N.B. Het kan zijn dat elementen ontbreken aan deze printversie.
Recensie
Auto
Autotest De Peugeot 408 is een vorstelijke reiswagen, schrijft Bas van Putten. De stoelen zijn top en er zit best gang in.
Foto Merlijn Doomernik
Range anxiety, angst voor lege batterijen. Daar ging het vaak en terecht over in de begintijd van elektrisch rijden. De eerste stekkerauto’s, behalve Tesla’s, hielden het tien jaar terug na 150 kilometer voor gezien. Daarna moest je meestal zonder snellader opladen in een land zonder laadnetwerk. De petrolheads van toen genoten hun gelijk met volle teugen. Op benzine kwam je 500 kilometer ver, met een beetje diesel duizend, tanken was zo gepiept. Achterlijke boomknuffelaars, die stekkergekken.

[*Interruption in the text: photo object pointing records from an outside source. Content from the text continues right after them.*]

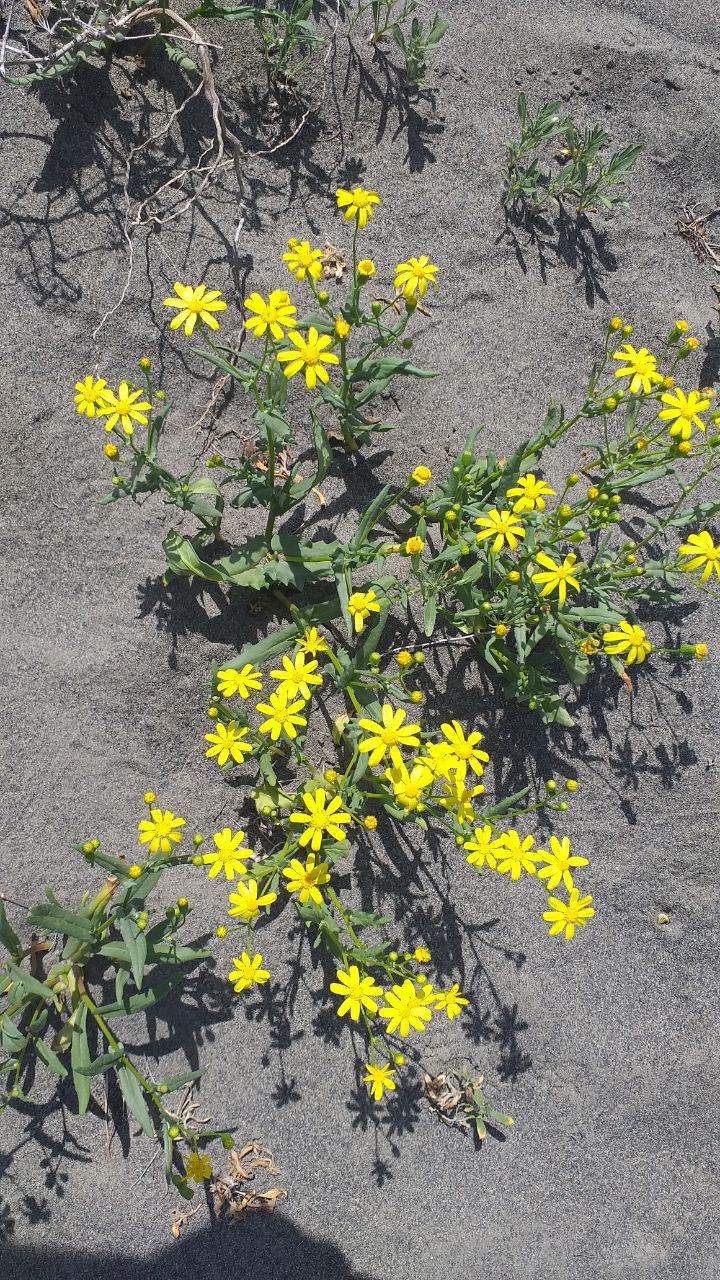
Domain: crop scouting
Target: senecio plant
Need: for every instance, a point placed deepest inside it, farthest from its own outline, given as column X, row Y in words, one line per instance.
column 87, row 968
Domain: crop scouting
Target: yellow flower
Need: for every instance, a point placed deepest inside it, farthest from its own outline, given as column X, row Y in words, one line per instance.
column 515, row 855
column 557, row 577
column 90, row 396
column 639, row 368
column 304, row 880
column 450, row 1000
column 159, row 831
column 311, row 641
column 565, row 917
column 529, row 492
column 282, row 718
column 197, row 1166
column 629, row 640
column 502, row 526
column 301, row 260
column 484, row 848
column 195, row 302
column 227, row 741
column 310, row 355
column 356, row 992
column 360, row 606
column 246, row 970
column 406, row 1008
column 124, row 407
column 559, row 863
column 705, row 554
column 683, row 411
column 356, row 204
column 246, row 903
column 463, row 750
column 414, row 275
column 379, row 1078
column 387, row 734
column 406, row 785
column 276, row 314
column 227, row 856
column 320, row 818
column 297, row 676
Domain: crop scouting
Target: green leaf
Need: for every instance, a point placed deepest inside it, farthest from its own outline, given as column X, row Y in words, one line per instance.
column 135, row 1098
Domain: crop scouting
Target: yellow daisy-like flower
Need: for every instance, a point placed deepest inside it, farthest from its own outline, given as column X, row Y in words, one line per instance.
column 276, row 314
column 683, row 411
column 379, row 1078
column 311, row 641
column 703, row 554
column 360, row 606
column 246, row 903
column 629, row 640
column 227, row 855
column 301, row 260
column 529, row 493
column 502, row 526
column 320, row 818
column 124, row 407
column 356, row 204
column 516, row 855
column 559, row 863
column 310, row 353
column 450, row 1000
column 639, row 366
column 408, row 785
column 484, row 848
column 232, row 682
column 228, row 741
column 247, row 972
column 195, row 304
column 406, row 1008
column 463, row 750
column 197, row 1168
column 414, row 275
column 297, row 676
column 160, row 831
column 387, row 734
column 570, row 915
column 90, row 396
column 304, row 880
column 282, row 717
column 557, row 577
column 358, row 993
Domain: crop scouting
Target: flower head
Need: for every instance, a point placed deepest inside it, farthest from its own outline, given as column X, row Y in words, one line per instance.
column 160, row 831
column 358, row 993
column 570, row 915
column 247, row 970
column 320, row 818
column 309, row 353
column 124, row 407
column 529, row 492
column 414, row 275
column 502, row 526
column 227, row 855
column 304, row 880
column 629, row 640
column 90, row 396
column 356, row 204
column 195, row 304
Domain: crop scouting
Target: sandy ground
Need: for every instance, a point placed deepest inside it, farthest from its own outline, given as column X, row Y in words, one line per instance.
column 605, row 1050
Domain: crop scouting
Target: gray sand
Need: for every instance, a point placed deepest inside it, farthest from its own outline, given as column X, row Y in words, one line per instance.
column 604, row 1050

Intussen moet je in sommige benzine-auto’s meer vrezen voor een lege tank dan in EV’s voor lege accu’s. Zorgenkind is de plug-inhybride. Omdat die deels elektrisch rijdt, krijgt hij meestal een kleinere benzinetank. Dat scheelt gewicht en de ruimte die hard nodig is voor de elektromotor en de steeds grotere en zwaardere accu’s. Maar wat als het elektrische bereik alsnog beperkt is en je op lange ritten onderweg niet of mondjesmaat kunt bijladen? Bij veel plug-ins kan dat sowieso alleen maar langzaam, omdat ze niet over een snellader beschikken.
Dan krijg je dit.
Elbphilharmonie
Ik neem de Peugeot 408 GT Hybrid 225 mee naar Hamburg. Vanaf mijn huis is dat 300 kilometer, bijna volledig snelweg. Dan is een 12,4kWh-accu in een auto van haast 1.700 kilo exclusief inzittenden snel leeg. In Hamburg zijn de laadpalen in de buurt van de Elbphilharmonie allemaal bezet. Omdat ik geen tijd heb op mijn beurt te wachten en de duur van mijn verblijf de maximale parkeerduur toch zou overschrijden, dump ik de Peugeot in een parkeergarage zonder laadpaal. Na het concert eerst maar eens tanken, want veel benzine zit er niet meer in. Wat krijgen we nou? Met een restbereik van 90 kilometer gaat er amper 29 liter bij. Oorzaak: de tankinhoud bedraagt maar 40 liter. Waarschijnlijk dacht Peugeot: die trendy kopers van ons rijden toch waar mogelijk elektrisch. Alleen kom je elektrisch hooguit veertig kilometer ver met de GT, en ga vooral niet het volledige vermogen van de aandrijflijn aanspreken. Dan heb je met een actieradius van 400 kilometer meer reden voor range anxiety dan in een Tesla Model 3 Long Range. Want zuinig, kuch, is deze grote jongen niet.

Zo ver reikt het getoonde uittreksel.